Yesterday, we discussed the NY Daily News item that said that Boston was interested in dealing some of their core for "young studs", a group that included the Atlanta Hawks own Josh Smith.
Where there was smoke from NY, there were reports of a campfire from Yahoo! Sports' Adrian Wojnarowski via Twitter:
- That Rick Sund is partial to Ray Allen, not Garnett
- The Timberwolves and Hawks had discussed a draft day deal. Remember also that a couple of seasons ago there were rumors of a Love for Smith deal being discussed. Not that such a deal would happen today given Love's rise to stardom, but it does underline Minnesota's previous interest in Smith.
- The talks between the Celtics and Hawks were "exploratory" and nothing more.

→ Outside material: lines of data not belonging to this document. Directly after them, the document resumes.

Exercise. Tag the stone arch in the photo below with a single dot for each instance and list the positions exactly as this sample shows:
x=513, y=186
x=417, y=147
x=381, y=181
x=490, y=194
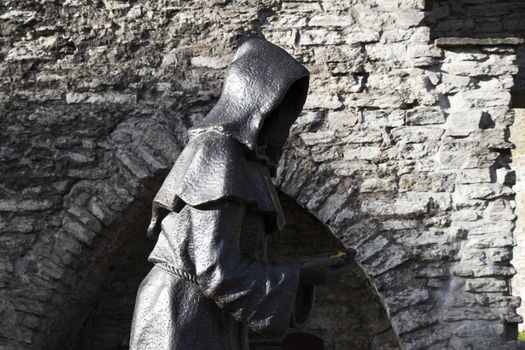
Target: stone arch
x=388, y=266
x=346, y=315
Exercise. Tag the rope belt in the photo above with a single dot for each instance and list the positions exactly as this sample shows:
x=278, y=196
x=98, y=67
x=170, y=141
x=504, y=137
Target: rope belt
x=188, y=276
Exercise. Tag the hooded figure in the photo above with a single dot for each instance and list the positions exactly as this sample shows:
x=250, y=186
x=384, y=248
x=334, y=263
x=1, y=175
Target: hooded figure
x=211, y=281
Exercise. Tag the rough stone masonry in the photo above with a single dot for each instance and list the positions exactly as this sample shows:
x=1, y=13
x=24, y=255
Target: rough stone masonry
x=402, y=150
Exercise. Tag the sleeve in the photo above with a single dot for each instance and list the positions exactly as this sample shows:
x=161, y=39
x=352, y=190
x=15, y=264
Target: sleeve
x=257, y=293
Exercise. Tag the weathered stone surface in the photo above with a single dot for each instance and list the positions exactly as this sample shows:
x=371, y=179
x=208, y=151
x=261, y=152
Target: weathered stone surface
x=402, y=149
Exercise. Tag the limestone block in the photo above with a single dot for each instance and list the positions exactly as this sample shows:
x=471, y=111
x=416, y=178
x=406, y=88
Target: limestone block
x=342, y=119
x=466, y=270
x=408, y=320
x=345, y=168
x=406, y=298
x=361, y=153
x=18, y=205
x=472, y=176
x=316, y=101
x=378, y=119
x=318, y=137
x=330, y=20
x=213, y=62
x=320, y=37
x=108, y=97
x=481, y=98
x=468, y=313
x=422, y=182
x=78, y=230
x=378, y=185
x=323, y=153
x=425, y=115
x=461, y=123
x=391, y=257
x=361, y=35
x=417, y=134
x=370, y=136
x=482, y=191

- The Hawks don't want to deal Smith for only an expiring deal (such as Kevin Garnett's), and the Celtics aren't dealing any of their core for Marvin Williams level talent.
- The Celtics, if they don't get good players with good contracts, they're cool with letting Garnett and Allen expire off the cap.
Complicating any deal for J-Smoove is the 15% trade kicker that is in Smith's contract. I looked around the interwebs to see if anyone had any breakdown of what that meant for a trade and found that there was someone who looked specifically at Smith's kicker --- I was shocked to find it was me -- circa last June.
I looked at the ramifications of Smith's kicker in a rare moment of clarity for me: (Note: the percentages were based on the old CBA -- it is slightly changed, but the concept is the same)
But aside from the potential financial or otherwise reasons the Hawks have opened the door to trading Smoove, there is an extra in Smith's contract that, while not making a deal impossible, makes it slightly more complicated.
Smith has a 15% trade kicker built into his contract.
This means that if Smith gets dealt, he receives a bonus of 15 percent of the value of his remaining contract. So, as according to that Sham Sports link provided, this means Smith will be given approx 3.87M upon any deal involving him.
So while financially that's burdensome to whoever picks up the tab, let's look at the cap implications of dealing Smith with this clause in place.
The pay out is evenly divided into both remaining seasons, not pro-rated, per Larry Coon. So with Smith set to make 12.5M this season, 1/2 the 3.87M bonus, or 1.935M would be added to Smith's cap number in a trade.
The complication comes in because the Hawks (outgoing team) only count 12.5M in deal and can only take a max/min of 125% back, meaning salaries between 9.37M/15.63M. The team receiving Smith counts the full 14.43M toward them. This means at a max/min, the team trading for Smith has to deal salaries between 10.82M and 18.04M.
Which means the landing zone of salaries shrinks down to 10.82M and 15.63M if Smith is the only player from the Hawks in the deal. Not as impossible to deal as a Poison Pill Provision on extensions, which is 50% of contract value when applicable, rather than dealing with 15%, but narrows it a little bit.